We've lost our way, we keep amalgamating Asio-wrapping libraries but we don't provide the bread-and-butter functionality that developers actually need on a day-to-day basis.
zlib comes preinstalled on most Linux distros. If anything, zlib is more popular than the Boost library collection in terms of the number of installs. So I'm not sure what you're going on about. The "bread-and-butter functionality that developers actually need on a day-to-day basis" is already abundantly available.
What is gained by incurring the permanent, per-Boost-release costs that comes with introducing the hypothetical Boost.ZLib which cannot be currently obtained simply by saying (for example) "vcpkg install zlib" ?
I think Christian meant adding a compression abstraction library above zlib, bz2, zip, etc? -- -- René Ferdinand Rivera Morell -- Don't Assume Anything -- No Supone Nada -- Robot Dreams - http://robot-dreams.net
On Wed, May 1, 2024 at 11:30 AM René Ferdinand Rivera Morell < grafikrobot@gmail.com> wrote:
I think Christian meant adding a compression abstraction library above zlib, bz2, zip, etc?
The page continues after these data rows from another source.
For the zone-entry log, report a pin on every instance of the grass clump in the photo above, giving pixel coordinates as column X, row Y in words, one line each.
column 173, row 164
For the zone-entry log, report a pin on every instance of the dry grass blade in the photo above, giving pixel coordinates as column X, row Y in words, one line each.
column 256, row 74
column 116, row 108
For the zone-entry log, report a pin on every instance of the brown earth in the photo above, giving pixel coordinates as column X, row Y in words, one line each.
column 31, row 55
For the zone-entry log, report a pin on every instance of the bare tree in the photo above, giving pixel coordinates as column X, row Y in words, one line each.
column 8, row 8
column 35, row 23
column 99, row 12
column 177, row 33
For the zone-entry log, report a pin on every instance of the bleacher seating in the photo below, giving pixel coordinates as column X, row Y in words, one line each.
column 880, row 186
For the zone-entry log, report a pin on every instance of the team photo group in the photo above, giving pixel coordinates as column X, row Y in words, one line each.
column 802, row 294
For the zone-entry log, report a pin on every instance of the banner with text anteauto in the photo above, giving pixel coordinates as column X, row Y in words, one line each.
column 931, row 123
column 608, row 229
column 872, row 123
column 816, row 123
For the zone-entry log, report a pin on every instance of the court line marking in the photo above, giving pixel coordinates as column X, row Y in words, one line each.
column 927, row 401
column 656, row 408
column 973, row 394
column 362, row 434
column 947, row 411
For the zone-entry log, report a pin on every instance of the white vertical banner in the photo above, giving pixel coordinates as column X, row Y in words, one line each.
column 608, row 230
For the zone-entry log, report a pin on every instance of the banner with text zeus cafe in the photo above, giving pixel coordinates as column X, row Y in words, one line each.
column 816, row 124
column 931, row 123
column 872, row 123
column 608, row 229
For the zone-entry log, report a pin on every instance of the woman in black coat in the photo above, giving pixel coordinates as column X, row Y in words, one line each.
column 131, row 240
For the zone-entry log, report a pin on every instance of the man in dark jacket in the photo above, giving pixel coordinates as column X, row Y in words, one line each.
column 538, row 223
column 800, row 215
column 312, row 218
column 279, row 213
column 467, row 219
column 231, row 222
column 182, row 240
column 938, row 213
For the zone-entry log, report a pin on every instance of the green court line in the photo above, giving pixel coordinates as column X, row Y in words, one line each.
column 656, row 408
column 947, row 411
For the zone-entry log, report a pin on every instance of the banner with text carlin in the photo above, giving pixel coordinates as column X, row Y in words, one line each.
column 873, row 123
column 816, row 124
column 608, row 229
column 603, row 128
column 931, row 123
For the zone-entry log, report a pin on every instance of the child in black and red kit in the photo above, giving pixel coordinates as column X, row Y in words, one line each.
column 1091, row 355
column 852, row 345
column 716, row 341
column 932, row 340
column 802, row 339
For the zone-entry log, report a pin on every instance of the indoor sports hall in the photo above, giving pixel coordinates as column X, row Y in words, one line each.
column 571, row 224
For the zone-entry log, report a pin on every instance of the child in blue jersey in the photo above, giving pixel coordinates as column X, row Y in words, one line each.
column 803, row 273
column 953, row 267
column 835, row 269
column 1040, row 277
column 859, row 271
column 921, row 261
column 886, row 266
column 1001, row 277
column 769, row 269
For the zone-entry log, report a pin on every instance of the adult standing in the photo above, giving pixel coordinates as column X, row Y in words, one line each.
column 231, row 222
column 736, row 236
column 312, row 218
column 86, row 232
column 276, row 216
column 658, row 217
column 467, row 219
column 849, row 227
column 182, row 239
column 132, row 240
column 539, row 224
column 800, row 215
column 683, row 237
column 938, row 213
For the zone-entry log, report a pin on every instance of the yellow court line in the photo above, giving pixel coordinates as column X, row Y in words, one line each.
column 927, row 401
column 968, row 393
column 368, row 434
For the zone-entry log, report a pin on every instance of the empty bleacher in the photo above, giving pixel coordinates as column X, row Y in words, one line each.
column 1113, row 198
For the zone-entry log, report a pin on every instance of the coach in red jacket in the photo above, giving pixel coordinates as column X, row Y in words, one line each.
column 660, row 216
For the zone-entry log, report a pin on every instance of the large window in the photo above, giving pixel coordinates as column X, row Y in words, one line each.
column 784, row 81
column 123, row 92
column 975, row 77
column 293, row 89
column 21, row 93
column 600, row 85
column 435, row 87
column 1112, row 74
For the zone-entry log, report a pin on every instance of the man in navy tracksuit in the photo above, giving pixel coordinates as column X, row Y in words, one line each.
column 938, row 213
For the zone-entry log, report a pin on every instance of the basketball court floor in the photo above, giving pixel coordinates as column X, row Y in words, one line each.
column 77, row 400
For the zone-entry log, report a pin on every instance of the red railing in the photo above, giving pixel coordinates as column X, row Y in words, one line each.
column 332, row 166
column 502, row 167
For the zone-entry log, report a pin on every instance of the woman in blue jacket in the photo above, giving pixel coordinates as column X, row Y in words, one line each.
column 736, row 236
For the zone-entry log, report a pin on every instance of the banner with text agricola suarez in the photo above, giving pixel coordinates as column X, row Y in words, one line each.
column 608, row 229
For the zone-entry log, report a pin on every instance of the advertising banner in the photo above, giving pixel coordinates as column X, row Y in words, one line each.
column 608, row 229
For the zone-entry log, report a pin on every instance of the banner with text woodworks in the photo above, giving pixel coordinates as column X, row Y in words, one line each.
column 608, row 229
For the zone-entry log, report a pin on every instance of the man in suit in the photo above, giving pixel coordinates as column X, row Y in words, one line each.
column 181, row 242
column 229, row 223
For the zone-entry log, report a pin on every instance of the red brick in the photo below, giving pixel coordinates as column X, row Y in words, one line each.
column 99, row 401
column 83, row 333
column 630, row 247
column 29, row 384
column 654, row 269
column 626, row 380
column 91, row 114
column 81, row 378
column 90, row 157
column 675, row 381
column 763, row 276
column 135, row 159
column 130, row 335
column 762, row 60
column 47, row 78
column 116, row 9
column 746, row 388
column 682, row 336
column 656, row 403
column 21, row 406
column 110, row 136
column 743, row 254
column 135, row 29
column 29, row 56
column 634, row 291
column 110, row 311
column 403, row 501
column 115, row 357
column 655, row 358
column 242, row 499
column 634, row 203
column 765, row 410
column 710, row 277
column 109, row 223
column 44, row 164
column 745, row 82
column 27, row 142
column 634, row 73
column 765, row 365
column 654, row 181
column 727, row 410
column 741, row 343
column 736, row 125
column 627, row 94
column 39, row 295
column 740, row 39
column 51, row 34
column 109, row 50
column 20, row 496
That is a different question, yes, and one worth answering. My experience integrating zlib as a header-only C++ library into beast has also informed me about the utility of bolting a "modern API" onto an ancient library that has a C interface. And that is, that it is not worth it. At least not for ZLib. The current API for ZLib is about as perfect as you can get. Fill in a struct with the input and output buffers, call a function, and then when the function returns you are informed about the amounts consumed from the respective buffers. Maybe this could be wrapped up in some kind of popular C++ "stream" type interface, or a DSL of sorts as showcased by Ranges and now Sender/Receiver. But doing so incurs a cost: users must learn a new interface. ZLib is already so well understood and entrenched that wrapping it would in a single stroke make obsolete all of the blog posts, tutorials, example code, documentation, and user experience with the current ZLib API, forcing people to learn another New Thing. Cue xkcd regarding "15 competing standards." Thanks
René Ferdinand Rivera Morell wrote:
I think Christian meant adding a compression abstraction library above zlib, bz2, zip, etc?
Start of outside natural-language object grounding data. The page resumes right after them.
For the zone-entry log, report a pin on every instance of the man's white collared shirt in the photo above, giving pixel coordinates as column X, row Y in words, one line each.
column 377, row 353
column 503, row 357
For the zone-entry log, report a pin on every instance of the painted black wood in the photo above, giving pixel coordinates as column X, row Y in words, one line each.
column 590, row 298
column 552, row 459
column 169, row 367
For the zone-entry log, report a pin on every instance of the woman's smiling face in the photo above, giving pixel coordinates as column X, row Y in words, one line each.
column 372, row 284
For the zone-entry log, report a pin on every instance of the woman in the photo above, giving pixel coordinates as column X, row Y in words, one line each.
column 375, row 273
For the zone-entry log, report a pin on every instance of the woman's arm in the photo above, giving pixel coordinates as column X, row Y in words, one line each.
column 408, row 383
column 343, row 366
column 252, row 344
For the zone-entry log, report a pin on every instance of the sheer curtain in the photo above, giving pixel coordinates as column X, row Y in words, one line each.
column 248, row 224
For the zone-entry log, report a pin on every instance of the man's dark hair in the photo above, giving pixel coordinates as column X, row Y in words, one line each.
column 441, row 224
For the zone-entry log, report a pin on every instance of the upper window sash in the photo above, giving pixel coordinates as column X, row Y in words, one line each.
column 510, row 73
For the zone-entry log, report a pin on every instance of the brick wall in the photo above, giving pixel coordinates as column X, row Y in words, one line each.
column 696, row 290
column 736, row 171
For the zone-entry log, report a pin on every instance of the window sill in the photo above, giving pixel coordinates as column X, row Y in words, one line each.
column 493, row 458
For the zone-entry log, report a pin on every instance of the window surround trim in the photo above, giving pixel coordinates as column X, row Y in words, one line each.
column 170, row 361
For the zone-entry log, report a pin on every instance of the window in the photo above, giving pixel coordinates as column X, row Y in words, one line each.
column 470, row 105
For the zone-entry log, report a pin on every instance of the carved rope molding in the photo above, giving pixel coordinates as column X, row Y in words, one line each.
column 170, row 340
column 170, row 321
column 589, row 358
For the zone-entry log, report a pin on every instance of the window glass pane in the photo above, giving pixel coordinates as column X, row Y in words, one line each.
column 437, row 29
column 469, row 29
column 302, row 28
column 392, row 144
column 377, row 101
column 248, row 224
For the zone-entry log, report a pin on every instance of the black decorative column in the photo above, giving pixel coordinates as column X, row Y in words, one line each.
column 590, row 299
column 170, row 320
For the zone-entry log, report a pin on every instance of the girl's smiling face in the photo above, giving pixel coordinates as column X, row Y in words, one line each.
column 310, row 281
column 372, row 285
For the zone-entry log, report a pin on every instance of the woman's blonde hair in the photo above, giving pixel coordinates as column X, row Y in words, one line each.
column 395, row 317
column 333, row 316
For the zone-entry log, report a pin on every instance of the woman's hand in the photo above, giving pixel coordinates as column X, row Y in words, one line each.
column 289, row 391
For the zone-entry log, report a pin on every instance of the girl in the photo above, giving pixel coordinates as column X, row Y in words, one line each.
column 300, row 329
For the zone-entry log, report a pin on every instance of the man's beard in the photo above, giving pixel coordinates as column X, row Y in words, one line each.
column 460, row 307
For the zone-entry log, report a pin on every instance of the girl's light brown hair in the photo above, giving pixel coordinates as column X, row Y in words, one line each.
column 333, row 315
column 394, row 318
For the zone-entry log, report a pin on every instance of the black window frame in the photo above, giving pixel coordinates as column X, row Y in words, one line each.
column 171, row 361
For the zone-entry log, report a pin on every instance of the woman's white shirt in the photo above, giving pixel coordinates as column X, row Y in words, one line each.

Pretty sure he meant our own implementations of "well known" compression algorithms. But if he meant the above, this isn't going to change the status quo. It will only move the build problems from iostreams to the new library.
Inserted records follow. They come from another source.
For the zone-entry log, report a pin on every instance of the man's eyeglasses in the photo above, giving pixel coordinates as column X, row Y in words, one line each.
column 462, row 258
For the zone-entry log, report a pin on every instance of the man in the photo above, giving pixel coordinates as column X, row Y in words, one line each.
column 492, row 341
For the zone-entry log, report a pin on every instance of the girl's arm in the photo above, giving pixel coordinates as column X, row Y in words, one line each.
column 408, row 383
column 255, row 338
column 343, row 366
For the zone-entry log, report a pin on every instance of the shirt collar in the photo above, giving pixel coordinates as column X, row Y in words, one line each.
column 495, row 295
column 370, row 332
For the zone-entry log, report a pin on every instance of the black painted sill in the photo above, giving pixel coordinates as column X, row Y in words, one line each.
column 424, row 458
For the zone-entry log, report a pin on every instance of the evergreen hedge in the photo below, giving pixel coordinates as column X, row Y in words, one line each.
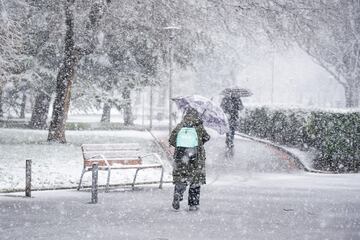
column 335, row 135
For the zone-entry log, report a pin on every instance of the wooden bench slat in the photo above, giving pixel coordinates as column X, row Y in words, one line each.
column 118, row 146
column 111, row 154
column 111, row 162
column 116, row 156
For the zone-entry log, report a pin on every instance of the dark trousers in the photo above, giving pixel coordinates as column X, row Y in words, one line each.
column 194, row 193
column 230, row 137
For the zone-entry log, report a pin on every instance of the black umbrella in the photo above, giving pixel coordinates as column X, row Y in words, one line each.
column 237, row 92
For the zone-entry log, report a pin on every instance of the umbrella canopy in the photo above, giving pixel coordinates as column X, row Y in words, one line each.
column 237, row 92
column 211, row 114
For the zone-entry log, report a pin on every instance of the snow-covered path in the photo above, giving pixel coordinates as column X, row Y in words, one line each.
column 257, row 195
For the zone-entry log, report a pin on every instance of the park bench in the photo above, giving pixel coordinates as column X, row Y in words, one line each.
column 119, row 156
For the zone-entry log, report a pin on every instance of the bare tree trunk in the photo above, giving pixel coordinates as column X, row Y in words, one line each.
column 65, row 77
column 128, row 118
column 40, row 111
column 64, row 81
column 352, row 95
column 105, row 118
column 23, row 106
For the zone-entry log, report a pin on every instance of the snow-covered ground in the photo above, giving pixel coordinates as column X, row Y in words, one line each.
column 59, row 165
column 259, row 194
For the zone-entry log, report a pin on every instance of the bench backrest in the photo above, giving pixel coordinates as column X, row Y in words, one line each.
column 118, row 153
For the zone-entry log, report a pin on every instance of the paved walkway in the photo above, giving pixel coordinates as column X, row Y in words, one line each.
column 256, row 195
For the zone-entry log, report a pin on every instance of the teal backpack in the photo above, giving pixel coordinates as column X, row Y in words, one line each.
column 187, row 138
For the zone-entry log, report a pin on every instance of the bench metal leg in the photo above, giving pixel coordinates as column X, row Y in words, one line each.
column 82, row 174
column 108, row 181
column 133, row 185
column 161, row 178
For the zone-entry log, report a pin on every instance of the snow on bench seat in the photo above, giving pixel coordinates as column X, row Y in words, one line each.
column 117, row 156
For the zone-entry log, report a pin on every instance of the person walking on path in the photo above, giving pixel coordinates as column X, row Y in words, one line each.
column 231, row 105
column 188, row 138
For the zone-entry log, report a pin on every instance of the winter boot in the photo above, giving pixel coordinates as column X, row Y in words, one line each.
column 193, row 208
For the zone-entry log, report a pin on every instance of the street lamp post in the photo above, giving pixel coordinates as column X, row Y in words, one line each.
column 272, row 76
column 171, row 29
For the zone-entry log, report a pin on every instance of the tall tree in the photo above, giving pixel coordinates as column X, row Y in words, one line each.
column 72, row 55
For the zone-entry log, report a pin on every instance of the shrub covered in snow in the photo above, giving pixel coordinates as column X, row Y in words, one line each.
column 335, row 135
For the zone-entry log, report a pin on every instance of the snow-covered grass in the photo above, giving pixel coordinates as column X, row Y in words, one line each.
column 60, row 165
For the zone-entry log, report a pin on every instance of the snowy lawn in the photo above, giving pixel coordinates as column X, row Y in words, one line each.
column 60, row 165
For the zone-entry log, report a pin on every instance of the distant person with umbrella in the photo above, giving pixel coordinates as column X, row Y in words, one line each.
column 232, row 105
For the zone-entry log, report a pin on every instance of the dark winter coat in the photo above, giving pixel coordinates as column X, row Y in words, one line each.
column 231, row 106
column 193, row 171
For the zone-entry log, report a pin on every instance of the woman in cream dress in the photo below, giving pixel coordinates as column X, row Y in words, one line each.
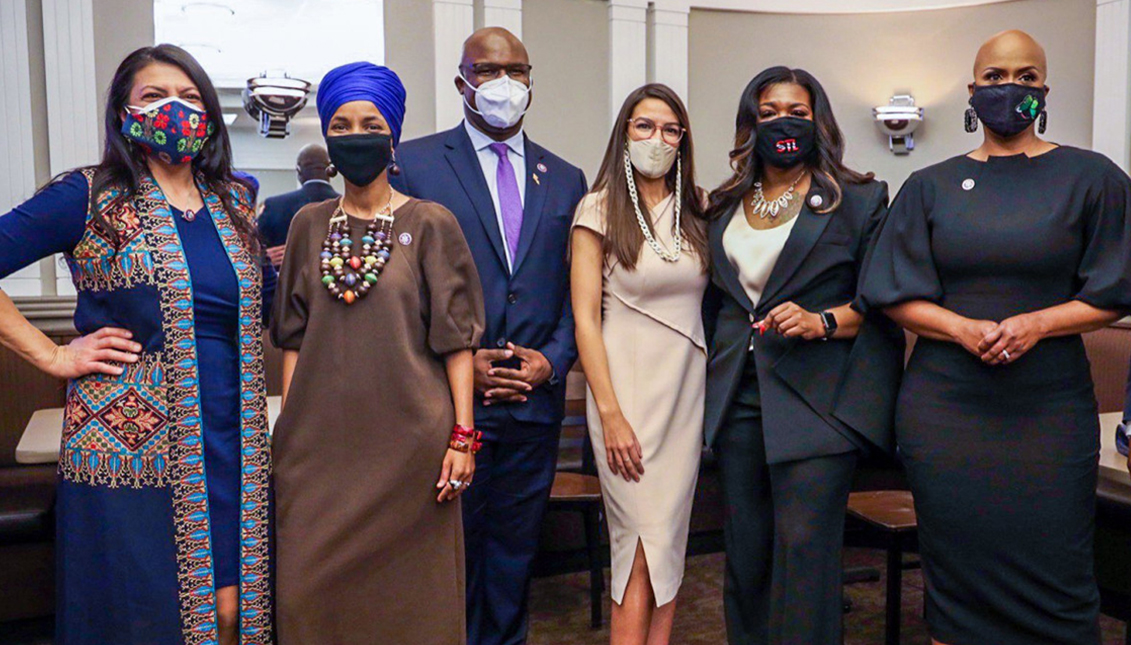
column 637, row 300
On Wed, May 1, 2024 at 12:52 PM Peter Dimov via Boost
René Ferdinand Rivera Morell wrote:
I think Christian meant adding a compression abstraction library above zlib, bz2, zip, etc?
Pretty sure he meant our own implementations of "well known" compression algorithms.
That's even worse, as we would be throwing away twenty five years of optimizations in the decompressor, much of which is written in assembly language for various architectures. Is he proposing we rewrite all of that? This is not a sound engineering practice to me. Thanks
I think Christian meant adding a compression abstraction library above zlib, bz2, zip, etc?
That's even worse, as we would be throwing away twenty five years of optimizations in the decompressor, much of which is written in assembly language for various architectures. Is he proposing we rewrite all of
I actually really meant this lol. I will say, I too even struggled getting b2 to pick up zlib on my system but that's not something that's impossible to solve. You just log into slack and complain in #boost until Peter solves your build problems for you. It's 2024 and the best solution we have for adding compression to a user's application is: "just learn zlib" or other similar C-like APIs. I didn't have anything particularly concrete in mind. I was just vocalizing my feelings. that?
This is not a sound engineering practice to me.
Well, get prepared to have your mind blown! https://github.com/zlib-ng/zlib-ng Seems like someone already beat us to the punch and went ahead and re-implemented all of zlib for some decent gains, it seems. - Christian
On Thu, May 2, 2024 at 4:01 PM Christian Mazakas via Boost < boost@lists.boost.org> wrote:
https://github.com/zlib-ng/zlib-ng
Seems like someone already beat us to the punch and went ahead and re-implemented all of zlib for some decent gains, it seems.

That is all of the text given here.